THIS ACQUISITION AGREEMENT is entered into on 24 November 2024
Between
(1) PARTY_1_NAME whose principal place of business is at PARTY_1_ADDRESS_SINGLE_LINE ("Seller 1")
(2) PARTY_2_NAME whose principal place of business is at PARTY_2_ADDRESS_SINGLE_LINE ("Seller 2", together with Seller 1, the "Sellers", and each a "Seller")
(3) PARTY_3_NAME whose principal place of business is at PARTY_3_ADDRESS_SINGLE_LINE (the "Buyer")
Whereas
(A) COMPANY (the Company) is a private company limited by shares incorporated in COUNTRY. The Sellers are the sole legal and beneficial owner of the share capital of the Company.
(B) The Sellers have agreed to sell all of the issued share capital of the Company to the Buyer for the consideration and upon the terms set out in this Agreement.
It Is Agreed as follows:
1. Interpretation
1.1 Words and expressions used in this Agreement shall have the meanings set out in Schedule 1, unless the context requires otherwise.
1.2 The Schedules comprise Schedules to this Agreement and form part of this Agreement.

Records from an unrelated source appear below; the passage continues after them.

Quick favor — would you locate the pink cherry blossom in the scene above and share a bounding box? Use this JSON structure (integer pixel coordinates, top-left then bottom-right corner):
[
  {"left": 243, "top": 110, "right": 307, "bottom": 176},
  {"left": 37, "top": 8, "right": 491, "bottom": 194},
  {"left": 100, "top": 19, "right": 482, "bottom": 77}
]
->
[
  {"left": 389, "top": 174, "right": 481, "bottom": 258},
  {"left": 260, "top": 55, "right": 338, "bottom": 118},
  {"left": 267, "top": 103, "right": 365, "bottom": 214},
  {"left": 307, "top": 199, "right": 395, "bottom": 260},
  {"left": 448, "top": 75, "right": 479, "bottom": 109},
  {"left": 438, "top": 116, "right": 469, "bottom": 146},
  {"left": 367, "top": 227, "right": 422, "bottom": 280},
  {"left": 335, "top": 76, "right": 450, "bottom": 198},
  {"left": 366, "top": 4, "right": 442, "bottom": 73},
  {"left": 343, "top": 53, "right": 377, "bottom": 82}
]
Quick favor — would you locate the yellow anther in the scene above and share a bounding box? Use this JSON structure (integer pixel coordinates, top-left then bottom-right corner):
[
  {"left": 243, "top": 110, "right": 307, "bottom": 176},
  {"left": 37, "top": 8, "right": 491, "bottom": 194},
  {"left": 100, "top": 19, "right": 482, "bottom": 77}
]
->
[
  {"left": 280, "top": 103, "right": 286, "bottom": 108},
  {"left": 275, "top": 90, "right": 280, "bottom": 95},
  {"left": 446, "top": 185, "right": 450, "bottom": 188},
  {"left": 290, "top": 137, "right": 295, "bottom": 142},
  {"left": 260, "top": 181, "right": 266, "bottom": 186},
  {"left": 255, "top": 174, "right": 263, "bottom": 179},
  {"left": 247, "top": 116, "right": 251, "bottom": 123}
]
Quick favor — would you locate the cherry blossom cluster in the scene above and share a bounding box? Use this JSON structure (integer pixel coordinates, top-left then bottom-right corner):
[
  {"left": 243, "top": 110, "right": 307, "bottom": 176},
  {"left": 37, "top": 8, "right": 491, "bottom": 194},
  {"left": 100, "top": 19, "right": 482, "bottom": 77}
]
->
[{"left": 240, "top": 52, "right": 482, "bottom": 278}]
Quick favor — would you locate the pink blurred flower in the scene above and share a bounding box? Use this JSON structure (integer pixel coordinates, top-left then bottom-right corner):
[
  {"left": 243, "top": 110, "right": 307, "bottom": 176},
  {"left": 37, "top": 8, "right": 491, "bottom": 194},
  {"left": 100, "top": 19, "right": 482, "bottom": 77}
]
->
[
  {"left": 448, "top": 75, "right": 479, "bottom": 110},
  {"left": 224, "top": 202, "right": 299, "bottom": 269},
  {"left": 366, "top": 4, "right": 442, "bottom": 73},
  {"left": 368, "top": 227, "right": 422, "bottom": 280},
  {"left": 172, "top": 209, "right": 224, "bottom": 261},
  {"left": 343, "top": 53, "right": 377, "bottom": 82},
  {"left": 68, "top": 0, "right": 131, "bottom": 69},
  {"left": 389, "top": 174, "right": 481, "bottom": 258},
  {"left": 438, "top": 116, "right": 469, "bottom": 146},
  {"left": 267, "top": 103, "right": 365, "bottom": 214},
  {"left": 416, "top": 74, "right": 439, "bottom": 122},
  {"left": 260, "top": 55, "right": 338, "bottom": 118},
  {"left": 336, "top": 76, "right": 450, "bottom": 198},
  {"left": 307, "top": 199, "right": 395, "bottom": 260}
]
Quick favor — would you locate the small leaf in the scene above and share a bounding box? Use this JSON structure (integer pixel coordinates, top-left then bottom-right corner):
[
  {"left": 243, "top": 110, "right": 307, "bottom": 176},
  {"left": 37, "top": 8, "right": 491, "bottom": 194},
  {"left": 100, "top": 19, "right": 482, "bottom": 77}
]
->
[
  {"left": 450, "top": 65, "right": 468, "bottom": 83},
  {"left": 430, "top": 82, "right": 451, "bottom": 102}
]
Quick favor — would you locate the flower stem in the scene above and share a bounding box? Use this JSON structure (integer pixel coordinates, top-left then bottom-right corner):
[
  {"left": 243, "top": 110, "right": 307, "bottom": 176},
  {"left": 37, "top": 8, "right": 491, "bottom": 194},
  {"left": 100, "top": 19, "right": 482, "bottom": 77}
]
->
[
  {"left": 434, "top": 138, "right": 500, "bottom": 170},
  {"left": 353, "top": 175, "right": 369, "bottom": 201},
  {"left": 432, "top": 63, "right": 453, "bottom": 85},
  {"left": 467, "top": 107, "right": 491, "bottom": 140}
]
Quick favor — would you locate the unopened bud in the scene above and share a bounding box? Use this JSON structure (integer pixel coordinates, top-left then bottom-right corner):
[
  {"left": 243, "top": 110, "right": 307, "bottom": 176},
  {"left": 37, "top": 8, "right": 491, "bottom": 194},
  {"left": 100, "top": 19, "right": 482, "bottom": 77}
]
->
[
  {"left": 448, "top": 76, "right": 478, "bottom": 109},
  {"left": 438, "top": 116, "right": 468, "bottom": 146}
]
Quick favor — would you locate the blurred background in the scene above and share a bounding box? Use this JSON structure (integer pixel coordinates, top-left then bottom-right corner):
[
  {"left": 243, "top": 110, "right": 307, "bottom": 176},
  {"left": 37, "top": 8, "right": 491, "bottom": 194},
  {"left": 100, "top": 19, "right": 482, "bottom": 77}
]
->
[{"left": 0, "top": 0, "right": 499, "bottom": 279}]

2. Sale of the shares and price
2.1 Each of the Sellers agrees to sell, and the Buyer agrees to purchase, the number of Shares set opposite that Seller's name in column 2 of Part A of Schedule 3, on the terms that the same covenants shall be deemed to be given by each of the Sellers on Completion in relation to such Shares where a disposition is expressed to be made with full title guarantee. The Shares shall be sold free from all security interests, options, equities, claims or other third party rights (including rights of pre-emption) of any nature whatsoever, together with all rights attaching to them.